A compiler for the Java programming language ("Java compiler") first recognizes Unicode escapes in its input, translating the ASCII characters \u followed by four hexadecimal digits to the UTF-16 code unit (§3.1) for the indicated hexadecimal value, and passing all other characters unchanged.

\u0061 will be translated to a which is a valid Java letter that can be used to form an identifier. It makes option C correct.

3.8. Identifiers

An identifier is an unlimited-length sequence of Java letters and Java digits, the first of which must be a Java letter.

Identifier:
    IdentifierChars but not a Keyword or BooleanLiteral or NullLiteral
IdentifierChars:
    JavaLetter {JavaLetterOrDigit}
JavaLetter:
    any Unicode character that is a "Java letter"
JavaLetterOrDigit:
    any Unicode character that is a "Java letter-or-digit"

A "Java letter" is a character for which the method Character.isJavaIdentifierStart(int) returns true.

A "Java letter-or-digit" is a character for which the method Character.isJavaIdentifierPart(int) returns true.

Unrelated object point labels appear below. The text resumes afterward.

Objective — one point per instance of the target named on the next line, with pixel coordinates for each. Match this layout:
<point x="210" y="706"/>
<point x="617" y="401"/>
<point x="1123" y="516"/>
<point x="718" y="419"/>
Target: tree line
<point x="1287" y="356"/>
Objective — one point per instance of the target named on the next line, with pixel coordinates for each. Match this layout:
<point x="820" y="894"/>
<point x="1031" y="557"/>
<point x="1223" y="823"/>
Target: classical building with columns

The "Java letters" include uppercase and lowercase ASCII Latin letters A-Z (\u0041-\u005a), and a-z (\u0061-\u007a), and, for historical reasons, the ASCII dollar sign ($, or \u0024) and underscore (_, or \u005f). The dollar sign should be used only in mechanically generated source code or, rarely, to access pre-existing names on legacy systems. The underscore may be used in identifiers formed of two or more characters, but it cannot be used as a one-character identifier due to being a keyword.

Andrew Tobilko
  • 48,120
  • 14
  • 91
  • 142
2

\u0061 means a. You can use \u0061 instead of a, therefore:

char \u0061 = 'a';

is the same as

char a = 'a';

and

ch\u0061r a = 'a';

is the same as

char a = 'a';
Lajos Arpad
  • 64,414
  • 37
  • 100
  • 175